Smiths Falls is a town in Eastern Ontario, Canada, 78 km southwest of Ottawa. As of the 2021 census it has a population of 9,254. It is in the Census division for Lanark County, but is administratively separated from the county. The Rideau Canal waterway passes through the town, with four separate locks in three locations and a combined lift of over 15 m.

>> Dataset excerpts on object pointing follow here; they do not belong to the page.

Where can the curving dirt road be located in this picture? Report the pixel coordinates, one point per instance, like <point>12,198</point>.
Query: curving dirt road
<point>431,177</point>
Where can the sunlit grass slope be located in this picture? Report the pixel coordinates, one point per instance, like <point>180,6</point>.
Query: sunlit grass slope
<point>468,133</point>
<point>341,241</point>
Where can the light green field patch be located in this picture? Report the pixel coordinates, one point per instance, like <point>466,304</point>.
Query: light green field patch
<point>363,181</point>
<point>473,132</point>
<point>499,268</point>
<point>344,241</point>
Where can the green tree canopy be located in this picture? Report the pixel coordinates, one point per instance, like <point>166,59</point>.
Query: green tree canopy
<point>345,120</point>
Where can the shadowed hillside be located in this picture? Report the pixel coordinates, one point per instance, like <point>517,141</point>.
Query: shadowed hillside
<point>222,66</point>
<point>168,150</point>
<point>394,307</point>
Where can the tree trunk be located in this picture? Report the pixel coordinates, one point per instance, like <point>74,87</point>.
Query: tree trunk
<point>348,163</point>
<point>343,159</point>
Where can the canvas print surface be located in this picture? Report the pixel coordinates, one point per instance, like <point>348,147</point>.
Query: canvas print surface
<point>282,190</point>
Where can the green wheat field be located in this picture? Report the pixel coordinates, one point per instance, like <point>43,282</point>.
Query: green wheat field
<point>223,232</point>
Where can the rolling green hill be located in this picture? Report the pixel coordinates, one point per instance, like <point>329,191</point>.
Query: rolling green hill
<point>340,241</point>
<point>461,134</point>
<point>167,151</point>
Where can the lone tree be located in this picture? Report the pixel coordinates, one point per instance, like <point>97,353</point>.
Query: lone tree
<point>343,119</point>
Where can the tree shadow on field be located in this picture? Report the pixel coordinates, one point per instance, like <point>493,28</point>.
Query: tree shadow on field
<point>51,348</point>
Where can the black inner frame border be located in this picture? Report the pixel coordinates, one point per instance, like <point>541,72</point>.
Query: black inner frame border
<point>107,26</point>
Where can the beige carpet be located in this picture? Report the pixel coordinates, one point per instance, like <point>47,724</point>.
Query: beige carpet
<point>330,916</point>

The town's name was previously spelled Smith's Falls, and the spelling Smith Falls has been used, but "Smiths Falls" is the official correct form.

==History==
===Early history and naming===
Smiths Falls was incorporated first as a village in 1854, and then as a town in 1882.

It is named after Thomas Smyth, an Irish born United Empire Loyalist (abt. 1758-1832) who in 1786 was granted 400 acre in what is present-day Smiths Falls. He served as Lieutenant in Sir John Johnson’s King's Royal Regiment of New York and later as Major in the Leeds Militia. The Heritage House Museum (c. 1862), also known as the Ward House, was designated under the Ontario Heritage Act in 1977.

In about 1920, the town council voted to change the name from Smith's Falls to Smiths Falls, and this spelling entered general use, but in 1967 the Ontario Municipal Board stated that it was not official and the town's legal documents must use the spelling Smith's Falls found in the 1882 order-in-council of incorporation. The town then applied to the provincial government for an official change to Smiths Falls, and in 1968 the legislature granted the change by private bill.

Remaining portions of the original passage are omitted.